Leonard se aproximó al bordillo en el primer desagüe de cloaca que vio, salió del coche, y tiró los guantes por el agujero. «Ahora vamos a ver cómo intentan hacer CSI con mi culo», pensó.
Cuando regresó al coche cogió la barra de tensión y el pico de su bolsillo y los puso en la caja de los guantes. Estaba a dos manzanas del cibercafé donde pensaba obtener una buena cantidad de cristal con los billetes que le quedaban cuando, de pronto, le vino la respuesta al enigma de Alí Aziz. Ya lo tenía, sólo podía ser una cosa. ¡Ese jodido árabe desviado había metido un micrófono en casa de su ex mujer!
Leonard estaba seguro de que si volvía más tarde, avanzada ya la noche, encontraría a alguien aparcado en la calle que no debería estar ahí, alguien contratado por Alí para espiar lo que fuera que pasase en el dormitorio de su mujer. Leonard supuso que ése era el tipo de mierda que los chalados ricos montaban durante sus divorcios. Gente que realmente no apreciaba lo que era importante en la vida.

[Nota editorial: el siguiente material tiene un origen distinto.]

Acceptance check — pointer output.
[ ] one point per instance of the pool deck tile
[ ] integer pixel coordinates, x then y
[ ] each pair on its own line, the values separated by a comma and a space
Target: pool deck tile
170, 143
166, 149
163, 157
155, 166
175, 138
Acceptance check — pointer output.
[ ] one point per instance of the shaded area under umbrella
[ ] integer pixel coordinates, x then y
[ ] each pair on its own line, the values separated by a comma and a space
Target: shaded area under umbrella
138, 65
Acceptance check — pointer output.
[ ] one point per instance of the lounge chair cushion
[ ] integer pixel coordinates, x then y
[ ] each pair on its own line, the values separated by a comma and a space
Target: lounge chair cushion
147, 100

«Así que todo ha sido una mentira», pensó Leonard. Alí Aziz lo había contratado engañándole con un propósito falso y le había mentido acerca de prácticamente todo. Bueno, él había sabido que algo iba mal desde el principio y debería haber supuesto antes que Alí era un completo farsante y un mentiroso. Así es como siempre va todo hoy en día. No quedaba una sola persona honesta en toda la puta ciudad.